I have two dataframes. Some rows are present in both, some only in one dataframe. My goal is two have only the unique rows displayed and with different colors per dataframe.
This is what I managed:
import pandas as pd
# create first DataFrame
data1 = {'id': [1, 2, 3], 'name': ['John', 'Mary', 'Bob']}
df1 = pd.DataFrame(data1)
colname=df1.columns[-1]
# create second DataFrame
data2 = {'id': [2, 3, 4], 'name': ['Mary', 'Bob', 'Alice']}
df2 = pd.DataFrame(data2)
display(df2)
# merge DataFrames on 'id' column
merged = pd.merge(df1, df2, on='id', how='outer', suffixes=('', '_2'))
# drop doubles
merged = merged[merged[colname].notnull() != merged[colname+"_2"].notnull()]

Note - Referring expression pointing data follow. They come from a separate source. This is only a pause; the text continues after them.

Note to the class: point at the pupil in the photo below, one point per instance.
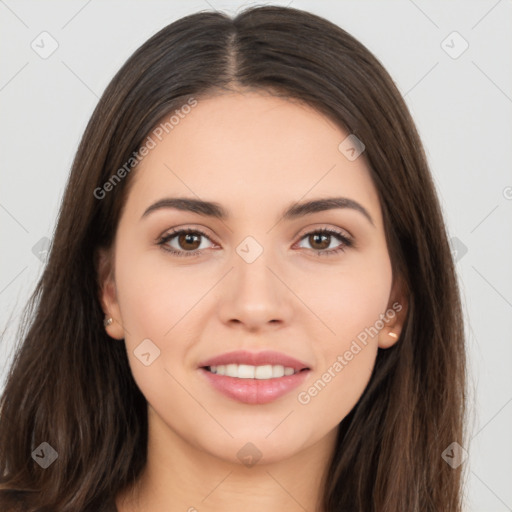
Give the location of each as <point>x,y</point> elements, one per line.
<point>320,236</point>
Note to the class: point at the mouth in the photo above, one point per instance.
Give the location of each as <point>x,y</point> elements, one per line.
<point>254,378</point>
<point>247,371</point>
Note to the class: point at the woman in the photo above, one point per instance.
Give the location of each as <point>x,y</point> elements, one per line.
<point>250,299</point>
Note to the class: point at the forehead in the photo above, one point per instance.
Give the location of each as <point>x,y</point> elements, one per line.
<point>240,149</point>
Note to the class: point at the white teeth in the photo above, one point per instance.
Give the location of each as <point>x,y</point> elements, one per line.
<point>247,371</point>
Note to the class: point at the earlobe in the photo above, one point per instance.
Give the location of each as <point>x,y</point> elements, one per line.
<point>394,317</point>
<point>108,295</point>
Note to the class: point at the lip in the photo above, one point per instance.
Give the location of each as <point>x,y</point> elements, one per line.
<point>255,359</point>
<point>255,391</point>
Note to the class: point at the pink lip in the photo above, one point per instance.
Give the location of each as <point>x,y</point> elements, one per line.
<point>255,359</point>
<point>255,391</point>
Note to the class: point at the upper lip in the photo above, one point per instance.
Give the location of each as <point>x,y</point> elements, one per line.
<point>255,359</point>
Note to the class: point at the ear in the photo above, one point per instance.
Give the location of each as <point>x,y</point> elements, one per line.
<point>108,293</point>
<point>395,315</point>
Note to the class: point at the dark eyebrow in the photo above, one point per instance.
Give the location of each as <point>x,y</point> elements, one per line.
<point>296,210</point>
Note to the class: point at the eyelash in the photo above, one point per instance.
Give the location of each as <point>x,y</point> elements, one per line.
<point>346,242</point>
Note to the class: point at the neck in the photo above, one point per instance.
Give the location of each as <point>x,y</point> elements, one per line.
<point>181,477</point>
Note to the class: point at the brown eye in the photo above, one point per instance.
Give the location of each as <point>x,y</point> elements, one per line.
<point>320,241</point>
<point>184,242</point>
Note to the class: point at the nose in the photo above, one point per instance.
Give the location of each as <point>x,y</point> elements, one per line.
<point>255,297</point>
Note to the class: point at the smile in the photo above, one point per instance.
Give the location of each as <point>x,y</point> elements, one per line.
<point>254,378</point>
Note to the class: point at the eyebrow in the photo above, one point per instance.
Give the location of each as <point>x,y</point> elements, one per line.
<point>294,211</point>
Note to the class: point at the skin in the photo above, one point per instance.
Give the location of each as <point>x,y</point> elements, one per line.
<point>255,154</point>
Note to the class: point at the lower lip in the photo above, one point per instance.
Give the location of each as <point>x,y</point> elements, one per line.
<point>255,391</point>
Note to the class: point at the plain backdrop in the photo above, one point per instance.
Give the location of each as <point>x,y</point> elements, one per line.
<point>451,60</point>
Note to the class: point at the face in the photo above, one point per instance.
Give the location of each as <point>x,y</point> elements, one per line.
<point>295,305</point>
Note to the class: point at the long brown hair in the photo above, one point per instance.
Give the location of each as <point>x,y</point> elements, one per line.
<point>71,387</point>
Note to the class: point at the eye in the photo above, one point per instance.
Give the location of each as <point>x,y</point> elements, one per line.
<point>321,239</point>
<point>188,242</point>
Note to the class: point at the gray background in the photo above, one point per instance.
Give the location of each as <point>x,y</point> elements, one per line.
<point>462,107</point>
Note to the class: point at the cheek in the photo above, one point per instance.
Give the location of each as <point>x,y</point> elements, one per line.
<point>352,305</point>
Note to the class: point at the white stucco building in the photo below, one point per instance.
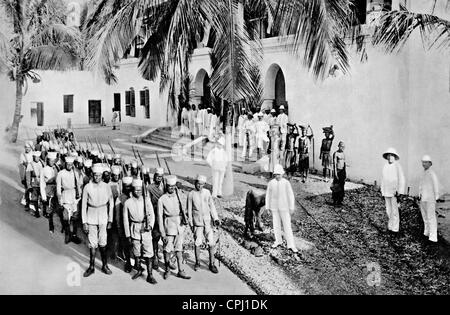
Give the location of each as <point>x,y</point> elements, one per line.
<point>400,100</point>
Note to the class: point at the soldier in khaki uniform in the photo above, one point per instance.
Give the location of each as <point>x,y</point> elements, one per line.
<point>156,190</point>
<point>138,221</point>
<point>48,189</point>
<point>201,211</point>
<point>124,245</point>
<point>97,215</point>
<point>68,192</point>
<point>172,226</point>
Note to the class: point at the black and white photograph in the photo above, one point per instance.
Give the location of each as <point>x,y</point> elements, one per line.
<point>225,151</point>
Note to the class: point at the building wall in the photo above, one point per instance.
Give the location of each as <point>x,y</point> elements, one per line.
<point>390,101</point>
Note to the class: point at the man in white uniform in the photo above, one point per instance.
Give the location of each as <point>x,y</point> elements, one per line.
<point>218,160</point>
<point>280,200</point>
<point>392,185</point>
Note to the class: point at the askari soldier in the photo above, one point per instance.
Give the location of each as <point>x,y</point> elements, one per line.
<point>202,213</point>
<point>325,152</point>
<point>138,221</point>
<point>48,189</point>
<point>68,192</point>
<point>172,226</point>
<point>97,216</point>
<point>156,190</point>
<point>123,247</point>
<point>303,146</point>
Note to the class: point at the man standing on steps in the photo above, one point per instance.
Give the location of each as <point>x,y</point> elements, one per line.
<point>68,191</point>
<point>138,221</point>
<point>218,160</point>
<point>392,185</point>
<point>48,189</point>
<point>280,200</point>
<point>156,190</point>
<point>97,215</point>
<point>172,226</point>
<point>201,213</point>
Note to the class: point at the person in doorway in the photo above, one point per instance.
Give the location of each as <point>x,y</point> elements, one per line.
<point>392,186</point>
<point>340,175</point>
<point>429,195</point>
<point>280,200</point>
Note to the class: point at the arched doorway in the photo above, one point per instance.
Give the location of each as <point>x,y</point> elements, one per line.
<point>275,88</point>
<point>202,89</point>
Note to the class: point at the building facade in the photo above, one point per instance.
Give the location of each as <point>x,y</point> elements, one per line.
<point>400,100</point>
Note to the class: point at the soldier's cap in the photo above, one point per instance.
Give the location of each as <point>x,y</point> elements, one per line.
<point>98,169</point>
<point>127,181</point>
<point>115,170</point>
<point>278,170</point>
<point>52,155</point>
<point>137,183</point>
<point>427,158</point>
<point>171,180</point>
<point>221,141</point>
<point>106,168</point>
<point>201,179</point>
<point>391,151</point>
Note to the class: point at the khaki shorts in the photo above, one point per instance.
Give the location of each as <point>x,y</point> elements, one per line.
<point>97,236</point>
<point>174,243</point>
<point>204,231</point>
<point>143,247</point>
<point>70,211</point>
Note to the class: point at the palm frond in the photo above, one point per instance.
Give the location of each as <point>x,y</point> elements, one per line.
<point>48,57</point>
<point>14,9</point>
<point>108,45</point>
<point>317,27</point>
<point>396,27</point>
<point>231,78</point>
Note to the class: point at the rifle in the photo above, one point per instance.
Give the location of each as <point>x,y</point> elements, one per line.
<point>144,194</point>
<point>184,218</point>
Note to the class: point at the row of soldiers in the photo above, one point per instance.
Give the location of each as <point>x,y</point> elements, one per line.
<point>120,207</point>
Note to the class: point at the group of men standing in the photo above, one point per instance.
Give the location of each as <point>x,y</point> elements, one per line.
<point>122,210</point>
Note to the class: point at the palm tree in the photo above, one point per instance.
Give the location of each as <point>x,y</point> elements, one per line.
<point>171,29</point>
<point>38,40</point>
<point>395,28</point>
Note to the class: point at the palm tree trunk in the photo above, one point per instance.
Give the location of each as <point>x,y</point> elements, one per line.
<point>18,109</point>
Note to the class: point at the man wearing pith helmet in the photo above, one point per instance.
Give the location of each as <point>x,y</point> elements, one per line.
<point>171,226</point>
<point>97,215</point>
<point>202,213</point>
<point>138,221</point>
<point>392,186</point>
<point>429,194</point>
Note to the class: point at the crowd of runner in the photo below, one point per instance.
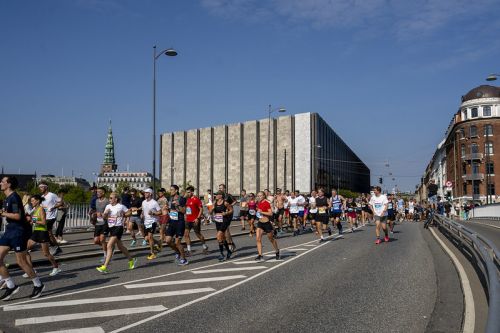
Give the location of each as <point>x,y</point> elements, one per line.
<point>169,218</point>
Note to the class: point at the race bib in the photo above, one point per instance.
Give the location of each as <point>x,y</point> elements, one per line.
<point>112,221</point>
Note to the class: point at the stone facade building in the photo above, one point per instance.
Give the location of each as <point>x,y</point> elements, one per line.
<point>304,152</point>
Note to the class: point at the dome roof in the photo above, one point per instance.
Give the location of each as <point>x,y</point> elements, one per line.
<point>483,91</point>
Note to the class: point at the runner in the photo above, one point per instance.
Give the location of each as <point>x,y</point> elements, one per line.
<point>194,210</point>
<point>221,215</point>
<point>351,213</point>
<point>264,213</point>
<point>40,234</point>
<point>50,204</point>
<point>150,210</point>
<point>17,233</point>
<point>176,225</point>
<point>378,203</point>
<point>322,216</point>
<point>163,219</point>
<point>337,204</point>
<point>135,220</point>
<point>243,208</point>
<point>115,214</point>
<point>100,225</point>
<point>252,212</point>
<point>391,214</point>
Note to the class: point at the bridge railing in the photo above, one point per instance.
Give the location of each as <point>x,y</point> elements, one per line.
<point>487,258</point>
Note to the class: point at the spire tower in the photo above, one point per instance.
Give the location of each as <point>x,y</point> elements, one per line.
<point>109,164</point>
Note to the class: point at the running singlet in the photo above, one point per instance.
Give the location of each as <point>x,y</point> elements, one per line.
<point>336,204</point>
<point>115,215</point>
<point>35,217</point>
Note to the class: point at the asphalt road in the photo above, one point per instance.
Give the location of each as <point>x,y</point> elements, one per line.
<point>343,285</point>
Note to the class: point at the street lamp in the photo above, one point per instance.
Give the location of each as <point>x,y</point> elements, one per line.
<point>171,53</point>
<point>492,77</point>
<point>270,110</point>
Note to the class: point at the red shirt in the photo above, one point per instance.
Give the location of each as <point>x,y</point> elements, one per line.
<point>193,207</point>
<point>264,206</point>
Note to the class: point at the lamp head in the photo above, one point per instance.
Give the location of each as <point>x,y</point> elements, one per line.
<point>171,52</point>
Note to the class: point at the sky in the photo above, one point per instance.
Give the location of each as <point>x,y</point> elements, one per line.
<point>386,75</point>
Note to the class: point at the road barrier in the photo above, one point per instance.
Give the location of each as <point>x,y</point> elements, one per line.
<point>482,253</point>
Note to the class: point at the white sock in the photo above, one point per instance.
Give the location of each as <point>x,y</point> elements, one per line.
<point>10,283</point>
<point>37,282</point>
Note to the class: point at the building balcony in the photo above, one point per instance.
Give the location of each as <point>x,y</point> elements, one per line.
<point>470,157</point>
<point>473,176</point>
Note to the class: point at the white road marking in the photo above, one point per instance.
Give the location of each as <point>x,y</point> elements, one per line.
<point>106,299</point>
<point>97,329</point>
<point>187,281</point>
<point>470,314</point>
<point>89,315</point>
<point>233,269</point>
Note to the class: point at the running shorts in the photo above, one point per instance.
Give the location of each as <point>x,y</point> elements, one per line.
<point>266,226</point>
<point>16,239</point>
<point>40,236</point>
<point>116,232</point>
<point>176,229</point>
<point>101,229</point>
<point>193,225</point>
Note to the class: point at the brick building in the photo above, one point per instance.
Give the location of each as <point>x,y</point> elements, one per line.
<point>470,144</point>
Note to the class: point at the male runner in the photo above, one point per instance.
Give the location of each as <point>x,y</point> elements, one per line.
<point>17,233</point>
<point>194,210</point>
<point>378,203</point>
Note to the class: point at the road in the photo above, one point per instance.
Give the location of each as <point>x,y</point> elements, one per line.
<point>344,285</point>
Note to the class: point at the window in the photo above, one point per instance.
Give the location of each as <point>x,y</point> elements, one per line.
<point>490,170</point>
<point>488,130</point>
<point>487,111</point>
<point>473,113</point>
<point>475,168</point>
<point>488,148</point>
<point>474,148</point>
<point>473,131</point>
<point>491,189</point>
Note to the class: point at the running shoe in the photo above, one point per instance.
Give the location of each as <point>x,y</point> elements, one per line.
<point>183,262</point>
<point>37,291</point>
<point>102,269</point>
<point>25,275</point>
<point>132,263</point>
<point>9,292</point>
<point>55,271</point>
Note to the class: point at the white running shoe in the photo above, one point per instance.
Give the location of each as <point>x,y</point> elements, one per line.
<point>55,271</point>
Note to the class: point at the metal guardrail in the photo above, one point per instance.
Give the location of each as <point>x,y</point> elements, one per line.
<point>488,261</point>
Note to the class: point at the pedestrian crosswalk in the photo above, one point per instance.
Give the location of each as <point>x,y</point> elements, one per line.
<point>107,308</point>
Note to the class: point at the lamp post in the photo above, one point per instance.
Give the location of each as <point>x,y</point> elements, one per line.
<point>270,110</point>
<point>171,53</point>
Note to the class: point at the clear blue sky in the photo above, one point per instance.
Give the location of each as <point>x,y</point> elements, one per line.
<point>386,75</point>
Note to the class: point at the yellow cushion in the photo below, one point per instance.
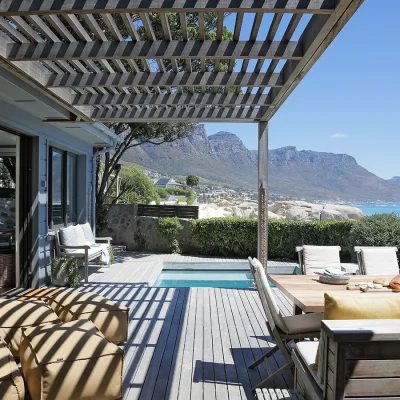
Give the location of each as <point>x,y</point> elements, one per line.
<point>11,382</point>
<point>366,306</point>
<point>16,315</point>
<point>109,317</point>
<point>71,361</point>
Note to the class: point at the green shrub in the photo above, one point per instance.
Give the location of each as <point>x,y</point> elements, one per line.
<point>169,228</point>
<point>225,236</point>
<point>376,230</point>
<point>238,236</point>
<point>66,269</point>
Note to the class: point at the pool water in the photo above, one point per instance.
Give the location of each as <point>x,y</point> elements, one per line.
<point>213,274</point>
<point>203,278</point>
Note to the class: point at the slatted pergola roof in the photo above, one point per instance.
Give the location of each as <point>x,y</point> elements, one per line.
<point>120,60</point>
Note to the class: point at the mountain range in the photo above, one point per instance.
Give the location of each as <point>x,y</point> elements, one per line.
<point>223,159</point>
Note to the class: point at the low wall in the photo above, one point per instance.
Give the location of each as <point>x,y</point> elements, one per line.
<point>229,237</point>
<point>141,233</point>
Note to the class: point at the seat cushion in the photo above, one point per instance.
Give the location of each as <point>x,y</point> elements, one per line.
<point>380,261</point>
<point>87,229</point>
<point>68,238</point>
<point>109,317</point>
<point>375,306</point>
<point>318,258</point>
<point>39,294</point>
<point>71,361</point>
<point>92,252</point>
<point>307,351</point>
<point>11,382</point>
<point>304,323</point>
<point>16,315</point>
<point>80,235</point>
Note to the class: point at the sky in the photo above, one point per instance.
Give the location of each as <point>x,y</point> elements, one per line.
<point>349,102</point>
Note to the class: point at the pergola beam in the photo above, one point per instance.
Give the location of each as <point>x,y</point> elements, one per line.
<point>159,49</point>
<point>150,79</point>
<point>195,114</point>
<point>43,7</point>
<point>316,37</point>
<point>199,99</point>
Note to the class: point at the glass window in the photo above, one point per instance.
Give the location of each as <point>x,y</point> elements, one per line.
<point>63,191</point>
<point>72,179</point>
<point>57,161</point>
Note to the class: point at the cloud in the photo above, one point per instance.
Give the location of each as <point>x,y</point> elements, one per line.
<point>339,136</point>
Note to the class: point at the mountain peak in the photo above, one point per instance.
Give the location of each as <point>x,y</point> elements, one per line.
<point>223,159</point>
<point>395,179</point>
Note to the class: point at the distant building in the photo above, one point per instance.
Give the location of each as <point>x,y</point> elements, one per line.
<point>167,183</point>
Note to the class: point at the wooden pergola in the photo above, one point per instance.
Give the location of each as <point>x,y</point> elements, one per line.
<point>76,52</point>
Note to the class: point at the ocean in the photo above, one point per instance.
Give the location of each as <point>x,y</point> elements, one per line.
<point>384,208</point>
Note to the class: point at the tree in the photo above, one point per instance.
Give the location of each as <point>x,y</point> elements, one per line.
<point>132,135</point>
<point>136,134</point>
<point>136,187</point>
<point>192,180</point>
<point>163,193</point>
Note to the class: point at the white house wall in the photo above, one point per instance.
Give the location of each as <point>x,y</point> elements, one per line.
<point>20,121</point>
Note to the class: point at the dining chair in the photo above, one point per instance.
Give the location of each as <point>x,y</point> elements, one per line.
<point>318,258</point>
<point>377,260</point>
<point>282,329</point>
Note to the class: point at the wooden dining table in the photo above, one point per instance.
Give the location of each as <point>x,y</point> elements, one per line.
<point>307,293</point>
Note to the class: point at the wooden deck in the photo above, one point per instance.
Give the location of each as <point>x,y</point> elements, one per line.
<point>187,343</point>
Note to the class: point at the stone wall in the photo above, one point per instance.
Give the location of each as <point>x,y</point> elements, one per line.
<point>141,233</point>
<point>7,214</point>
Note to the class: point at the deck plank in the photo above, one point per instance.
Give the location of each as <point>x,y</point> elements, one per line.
<point>185,383</point>
<point>209,384</point>
<point>168,364</point>
<point>188,343</point>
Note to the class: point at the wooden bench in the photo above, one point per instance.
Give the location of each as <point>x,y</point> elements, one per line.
<point>359,359</point>
<point>277,394</point>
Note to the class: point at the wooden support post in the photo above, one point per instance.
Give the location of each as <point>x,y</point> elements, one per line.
<point>263,193</point>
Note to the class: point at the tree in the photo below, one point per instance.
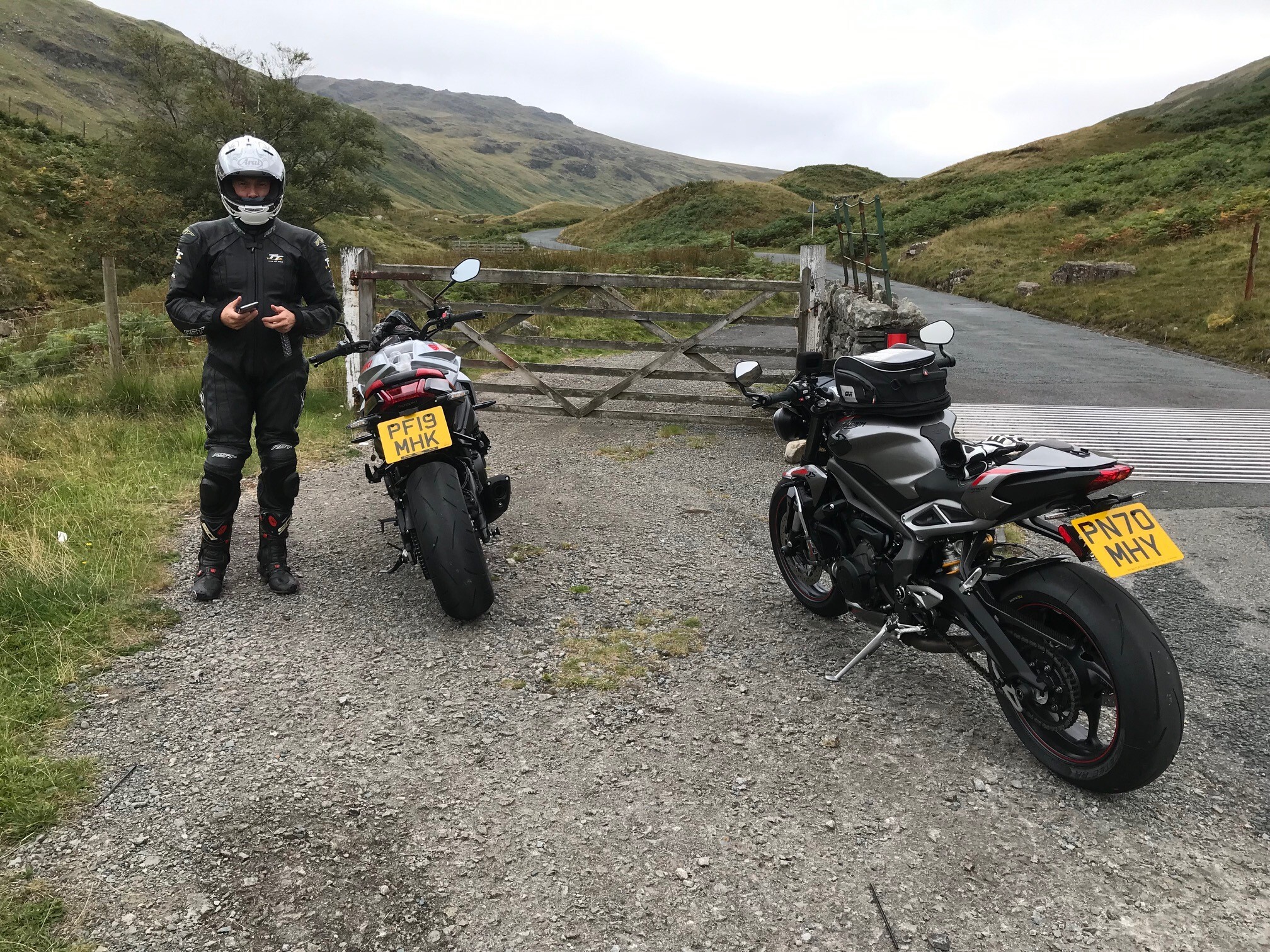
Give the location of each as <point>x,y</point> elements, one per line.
<point>196,98</point>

# define function to apply background color to rows
def color_rows(row):
if pd.isna(row[colname+'_2']):
# row is only in df1
return ['background-color: palegreen']*len(row)
elif pd.isna(row[colname]):
# row is only in df2
return ['background-color: powderblue']*len(row)
else:
# row is in both DataFrames
return ['']*len(row)
# apply background color to merged DataFrame
styled = merged.style.apply(color_rows, axis=1)
# display styled DataFrame
styled
my problem is that all columns get duplicated:
id name name_2 0 1 John nan 1 2 Mary Mary 2 3 Bob Bob 3 4 nan Alice
the higlighting works as expected, but I dont know hot to remove the lines that appear in both dataframes and remove all "_2" columns.
I can't apply styled.filter(like='_2', axis=1)
because styled is not a dataframe.
The problem is getting rid of the columns while keeping the color.
The suggestion from here does not work:
styled.data = styled.data.drop(colname+"_2", axis=1)
neither does styled.data.drop(list(df.filter(regex='_2')),inplace=True)